CRUK MI Group Leader in Immuno-Oncology
Dr Zelenay obtained his undergraduate degree in biology from the University of Buenos Aires in 2002. As a student he worked on DNA vaccines in the laboratory of Juan Fló. He then undertook his Ph.D. in Immunology at the Institute Gulbenkian of Science in Portugal where he studied regulatory T cells, working with Jocelyne Demengeot and Antonio Coutinho. In 2008, he joined the group of Caetano Reis e Sousa at the Cancer Research UK (CRUK) London Research Institute and later at The Francis Crick Institute, where he was awarded Marie Curie and EMBO fellowships to investigate innate immune receptors and signaling pathways that trigger dendritic cell activation and drive T cell responses against viruses or tumours. In 2015, Dr. Zelenay joined the CRUK Manchester Institute as a Junior Group Leader to form the Cancer Inflammation and Immunity Group. His group focuses on understanding the underlying mechanisms that mediate cancer-inhibitory versus tumour-promoting inflammation in order to design new therapies for cancer patients. In 2017, he received the CRUK Future Leaders in Cancer Research Prize.

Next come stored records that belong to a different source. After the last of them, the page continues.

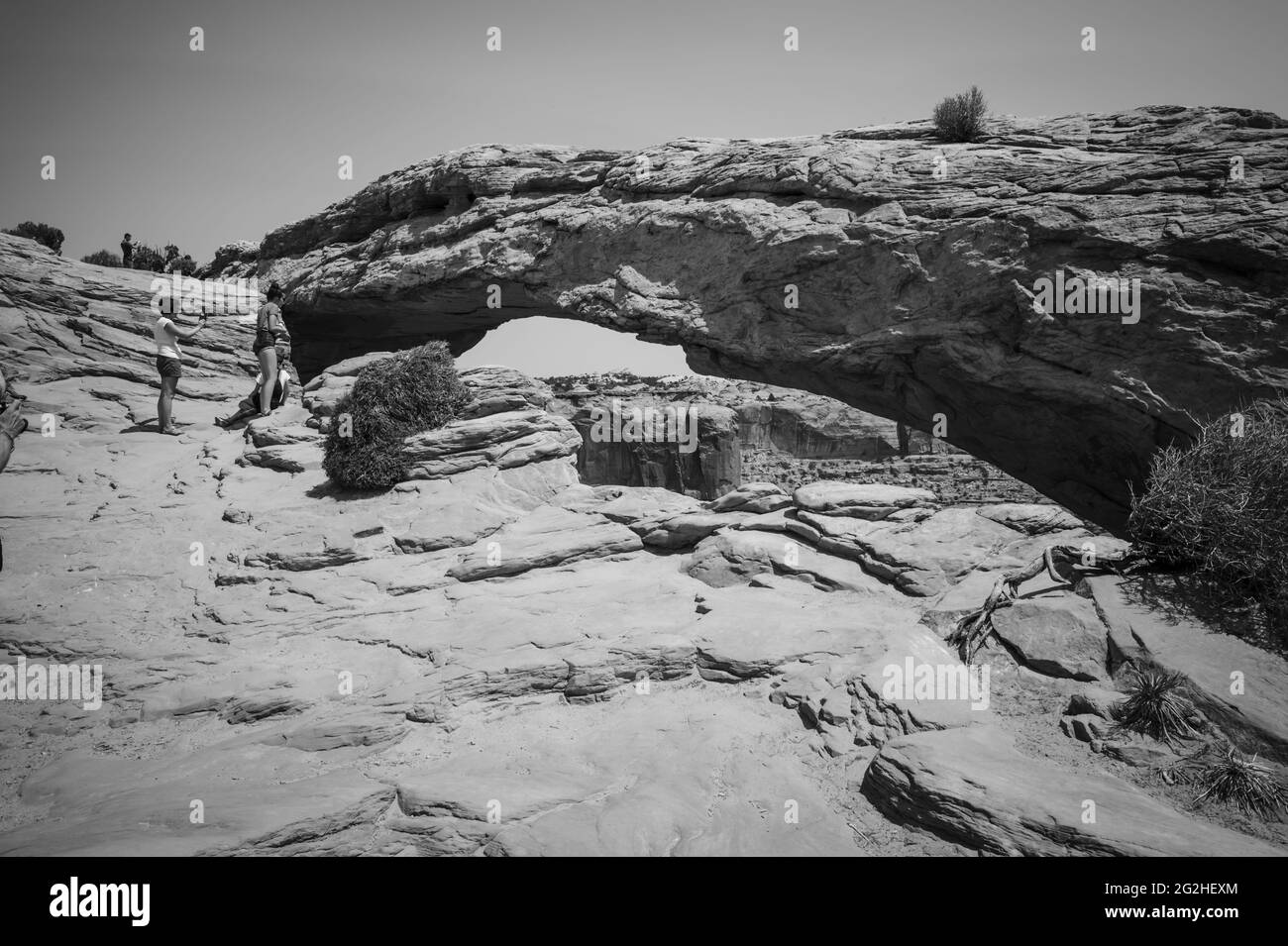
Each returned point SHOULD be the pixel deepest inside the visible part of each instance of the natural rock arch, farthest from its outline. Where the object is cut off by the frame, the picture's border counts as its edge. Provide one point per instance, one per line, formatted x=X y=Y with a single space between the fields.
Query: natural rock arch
x=875 y=265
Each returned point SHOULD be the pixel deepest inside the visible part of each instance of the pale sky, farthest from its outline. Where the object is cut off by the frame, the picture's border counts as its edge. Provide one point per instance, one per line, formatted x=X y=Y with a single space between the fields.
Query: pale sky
x=201 y=149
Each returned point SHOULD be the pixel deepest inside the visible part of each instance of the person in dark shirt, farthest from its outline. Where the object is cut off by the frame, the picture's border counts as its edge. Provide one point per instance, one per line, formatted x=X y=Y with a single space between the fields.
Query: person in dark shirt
x=250 y=404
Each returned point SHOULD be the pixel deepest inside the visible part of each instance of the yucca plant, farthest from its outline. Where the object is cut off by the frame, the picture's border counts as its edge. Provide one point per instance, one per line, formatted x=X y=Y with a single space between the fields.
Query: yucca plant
x=1157 y=706
x=1241 y=781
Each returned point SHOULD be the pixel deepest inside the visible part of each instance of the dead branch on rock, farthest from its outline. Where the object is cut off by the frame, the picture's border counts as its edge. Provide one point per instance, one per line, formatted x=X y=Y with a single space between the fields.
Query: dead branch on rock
x=1065 y=564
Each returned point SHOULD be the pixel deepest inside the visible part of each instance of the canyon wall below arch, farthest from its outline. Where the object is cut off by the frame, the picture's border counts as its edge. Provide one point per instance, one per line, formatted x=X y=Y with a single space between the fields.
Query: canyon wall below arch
x=875 y=265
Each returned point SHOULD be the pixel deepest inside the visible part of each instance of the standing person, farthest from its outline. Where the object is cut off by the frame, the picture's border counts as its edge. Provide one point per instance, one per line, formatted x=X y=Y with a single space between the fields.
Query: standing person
x=269 y=328
x=170 y=366
x=250 y=404
x=12 y=425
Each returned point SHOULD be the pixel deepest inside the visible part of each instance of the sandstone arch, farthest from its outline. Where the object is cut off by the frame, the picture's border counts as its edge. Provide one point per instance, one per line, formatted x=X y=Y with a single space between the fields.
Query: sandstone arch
x=914 y=293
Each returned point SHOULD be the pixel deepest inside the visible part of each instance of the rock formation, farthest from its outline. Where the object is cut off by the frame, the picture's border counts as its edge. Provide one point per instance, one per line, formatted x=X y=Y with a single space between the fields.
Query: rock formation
x=494 y=658
x=777 y=435
x=876 y=265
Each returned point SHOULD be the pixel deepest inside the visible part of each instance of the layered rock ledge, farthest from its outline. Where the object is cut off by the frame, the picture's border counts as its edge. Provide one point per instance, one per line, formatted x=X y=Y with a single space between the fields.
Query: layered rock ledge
x=875 y=265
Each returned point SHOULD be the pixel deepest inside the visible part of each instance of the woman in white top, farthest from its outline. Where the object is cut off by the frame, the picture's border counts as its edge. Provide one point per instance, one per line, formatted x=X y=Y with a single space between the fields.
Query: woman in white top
x=166 y=335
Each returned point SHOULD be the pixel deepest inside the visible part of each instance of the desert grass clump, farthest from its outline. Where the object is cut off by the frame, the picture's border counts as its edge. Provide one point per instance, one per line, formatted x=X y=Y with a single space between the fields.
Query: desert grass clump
x=961 y=117
x=42 y=233
x=1241 y=781
x=1218 y=510
x=103 y=258
x=1157 y=706
x=390 y=399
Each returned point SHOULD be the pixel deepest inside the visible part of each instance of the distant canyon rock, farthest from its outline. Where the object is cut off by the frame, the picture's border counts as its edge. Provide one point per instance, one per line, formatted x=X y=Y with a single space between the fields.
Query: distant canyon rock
x=876 y=265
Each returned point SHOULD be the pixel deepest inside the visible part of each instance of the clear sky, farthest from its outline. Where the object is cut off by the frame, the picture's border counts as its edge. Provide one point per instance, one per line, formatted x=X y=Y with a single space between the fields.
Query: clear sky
x=201 y=149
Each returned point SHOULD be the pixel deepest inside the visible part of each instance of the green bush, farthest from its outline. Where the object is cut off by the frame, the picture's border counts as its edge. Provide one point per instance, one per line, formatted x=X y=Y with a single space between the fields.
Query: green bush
x=42 y=233
x=147 y=258
x=1219 y=511
x=961 y=117
x=390 y=399
x=102 y=258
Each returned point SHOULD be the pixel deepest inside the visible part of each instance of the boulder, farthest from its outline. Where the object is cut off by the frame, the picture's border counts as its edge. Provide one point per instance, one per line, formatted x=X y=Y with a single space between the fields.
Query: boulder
x=861 y=499
x=973 y=784
x=548 y=537
x=1059 y=635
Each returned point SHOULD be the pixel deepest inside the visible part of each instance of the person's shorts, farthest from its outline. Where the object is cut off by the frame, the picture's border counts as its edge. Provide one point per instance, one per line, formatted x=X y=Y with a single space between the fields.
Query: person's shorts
x=168 y=367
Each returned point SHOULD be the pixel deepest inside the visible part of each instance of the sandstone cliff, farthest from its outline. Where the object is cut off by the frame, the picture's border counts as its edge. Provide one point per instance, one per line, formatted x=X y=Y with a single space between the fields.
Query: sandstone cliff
x=874 y=265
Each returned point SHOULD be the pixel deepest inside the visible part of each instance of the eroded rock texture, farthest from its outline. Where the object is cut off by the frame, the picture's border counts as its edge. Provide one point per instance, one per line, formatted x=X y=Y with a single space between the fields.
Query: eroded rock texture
x=913 y=291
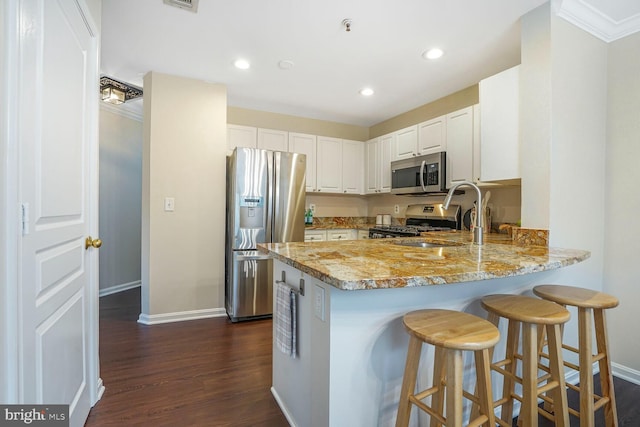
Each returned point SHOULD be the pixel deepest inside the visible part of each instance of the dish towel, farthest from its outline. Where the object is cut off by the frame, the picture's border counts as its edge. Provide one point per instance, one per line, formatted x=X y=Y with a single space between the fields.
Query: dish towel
x=285 y=318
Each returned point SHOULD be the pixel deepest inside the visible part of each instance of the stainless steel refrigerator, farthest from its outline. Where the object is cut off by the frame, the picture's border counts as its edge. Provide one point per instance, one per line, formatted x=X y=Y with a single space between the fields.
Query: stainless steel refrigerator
x=265 y=203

Advanced Specialist Breast Cancer Pharmacist
Suzanne has been working as an advanced specialist breast cancer pharmacist at The Christie since 2008. She works in an outpatient clinic setting alongside medical oncology consultants reviewing patients and prescribing systemic anticancer treatment patients with early and secondary breast cancer. She is a member of the Greater Manchester Cancer breast pathway board and is passionate about improving patient pathways and access to breast cancer treatment across the region. Her research interests include assimilating real world evidence on the efficacy and tolerability of systemic anticancer treatments and analysis of treatment pathways and patient experience to inform future service development.